W nocy z soboty na niedzielę (11/12 grudnia) przeprowadzono masowe kontrole pojazdów oferujących przejazd z użyciem aplikacji. Policjanci zatrzymali Ukraińca bez licencji i prawa jazdy, za to po spożyciu środków odurzających, a także Gruzina, który ranił nożem pasażerów.
Zaatakował i uciekł
– Pogotowie ratunkowe zabrało rannych mężczyzn do szpitala. Obrażenia nie zagrażały ich życiu, jednak wymagały zaopatrzenia medycznego. 37-latek został zatrzymany przez patrol w centrum miasta. Policjanci zauważyli toyotę, którą sprawca oddalił się z miejsca zdarzenia – mówi mł. insp. Sebastian Gleń, rzecznik prasowy małopolskiej policji.

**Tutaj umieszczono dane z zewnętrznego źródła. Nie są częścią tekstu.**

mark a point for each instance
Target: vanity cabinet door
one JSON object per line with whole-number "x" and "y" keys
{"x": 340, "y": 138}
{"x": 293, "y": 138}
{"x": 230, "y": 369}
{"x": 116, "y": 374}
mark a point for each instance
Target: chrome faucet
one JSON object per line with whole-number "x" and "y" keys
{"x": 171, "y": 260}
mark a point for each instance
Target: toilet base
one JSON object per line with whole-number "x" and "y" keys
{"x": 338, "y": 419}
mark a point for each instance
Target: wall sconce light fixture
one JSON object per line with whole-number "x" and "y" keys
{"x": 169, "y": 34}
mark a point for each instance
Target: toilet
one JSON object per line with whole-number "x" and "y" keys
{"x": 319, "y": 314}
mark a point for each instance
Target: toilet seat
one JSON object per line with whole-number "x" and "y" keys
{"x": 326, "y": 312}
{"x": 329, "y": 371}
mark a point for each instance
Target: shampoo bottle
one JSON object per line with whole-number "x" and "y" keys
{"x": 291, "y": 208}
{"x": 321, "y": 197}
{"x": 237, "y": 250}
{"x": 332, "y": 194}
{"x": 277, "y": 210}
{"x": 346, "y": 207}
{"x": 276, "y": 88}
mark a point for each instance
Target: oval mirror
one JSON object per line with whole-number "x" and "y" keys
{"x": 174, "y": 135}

Mężczyzna na swoim ubraniu posiadał ślady krwi, natomiast w pojeździe znajdował się nóz. Kierowca został zatrzymany, natomiast jego samochód został odholowany na policyjny parking. W poniedziałek 37-latek usłyszał zarzuty spowodowania naruszenia czynności narządów ciała. Grozi mu kara do pięciu lat pozbawienia wolności, przy czym za występek o charakterze chuligańskim może ona zostać zwiększona.
Fałszywy taksówkarz nie miał nawet prawa jazdy
Wcześniej policjanci zatrzymali 37-letniego obywatela Ukrainy, który udawał taksówkarza. Jako nieuprawniony posiadał na samochodzie oznaczenie taksówki. Mężczyzna nie miał uprawnień do kierowania i licencji na przewozy. Był pod wpływem środków odurzających i posiadał przy sobie mefedron.
– Odpowie za posiadanie zabronionych substancji, za co grozi mu kara do trzech lat pozbawienia wolności. Jeśli badania krwi potwierdzą, że prowadził pojazd pod wpływem narkotyków, odpowie również za to przestępstwo, za które grożą dwa lata odsiadki. Za kierowanie bez uprawnień zostanie wobec niego skierowany wniosek o ukaranie do sądu, który może na niego nałożyć do 30 tysięcy złotych grzywny. Za brak licencji grozi kara administracyjna (po przeprowadzeniu postępowania przez Inspektora Transportu Drogowego) w wysokości 12 tysięcy złotych.